Local Airport Loan Program - Sponsor Eligibility
The airport must be owned by an eligible public agency (e.g., a city, county, or airport district).
The sponsor must:
- Ensure that the airport is open to the public without restriction.
- Have a valid State permit for the airport.
- Adopt rules that give it sufficient control over the operation of the airport.
- Have height restrictions around the airport which are adequate to ensure that operations can be conducted without any hazardous obstructions.
- Certify eligibility with a Form DOA-0007 - California Air to Airports Program Certification that is provided by the Department.
Local Airport Loan Program – Restrictions
- Loans are available for revenue generating projects such as hangars and fueling facilities. Loans can also be made for airport development projects. Finally, loans can be made to assist the sponsor with the local match for an AIP project. “Land banking,” automobile access roads, automobile parking areas, and facilities to accommodate airlines however, are not eligible for a State loan.
- For a revenue-producing project, a separate account must be established to receive income from the project. Expenses for maintaining the project may be paid from this separate account, but revenues received must be held in an amount equal to one year’s repaying of the loan.

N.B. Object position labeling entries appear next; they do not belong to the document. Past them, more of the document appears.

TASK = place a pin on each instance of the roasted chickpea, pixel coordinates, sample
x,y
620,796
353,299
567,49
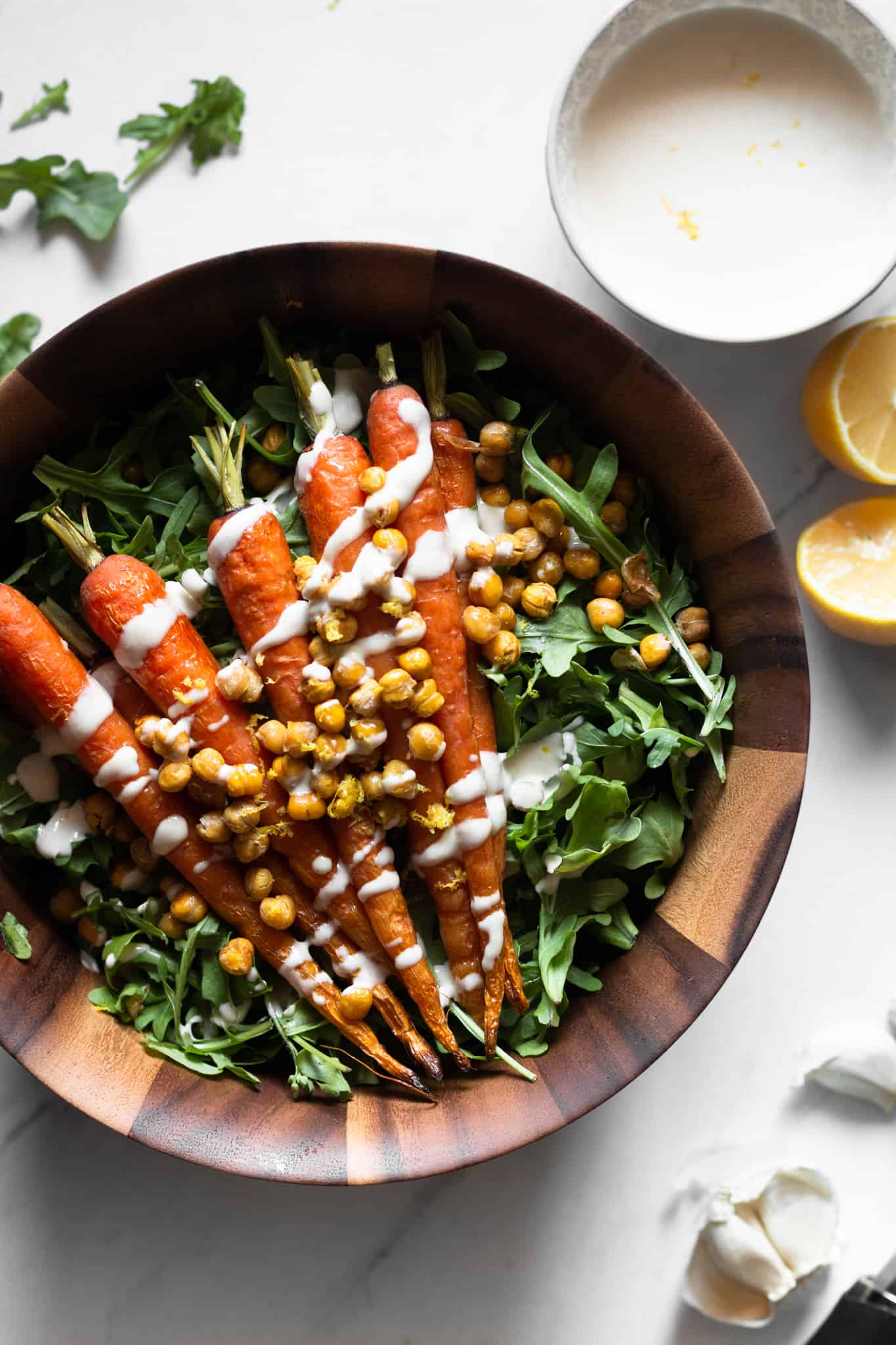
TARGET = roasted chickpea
x,y
100,811
547,569
581,563
367,697
562,464
480,625
263,475
503,650
625,489
171,926
654,650
350,671
272,735
356,1002
505,615
327,783
305,807
245,779
498,496
498,437
330,716
417,662
372,785
371,732
123,827
427,699
237,957
393,541
175,776
547,516
209,766
532,542
303,568
517,514
319,689
694,625
399,779
616,517
330,749
489,468
508,549
347,798
372,479
426,741
609,584
188,907
91,931
383,513
278,912
322,653
605,611
300,738
142,856
480,550
513,586
242,817
396,688
258,881
485,586
390,813
336,626
213,827
238,682
251,847
65,903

- No limit on the size of a loan has been established in either law or regulation. The Department determines the amount for each individual loan in accordance with the feasibility of the project and the sponsor’s financial status. Economic feasibility is an especially strong factor in the approval of loans for revenue generating projects such as hangars and fueling facilities. A checklist for demonstrating economic feasibility is on the second page of the Form DOA-0020 - Revenue Generating Loan Application.
Local Airport Loan Program - Pay-Back Requirements
A pay-back schedule is included in each Loan Agreement. Generally, the term of a loan is 17 years unless a shorter term is requested by the sponsor. Loans may be repaid early without penalty. Simple interest is charged on the outstanding balance of the loan’s principal. The interest rate is based upon the State bond sale that occurs before the Department prepares the Loan Agreement.
Local Airport Loan Program - Funding Level
Funding depends upon the available balance in the Local Airport Loan Account.
Local Airport Loan Program - Matching Requirement
No local match is required for a local airport loan.
Local Airport Loan Program - Audits
Loans are subject to State audit. Records that substantiate the expenditure of loan monies should be retained until three years after the retirement of the loan. Funds may have to be repaid by the sponsor if an audit finds that State law or generally accepted accounting principles have been violated.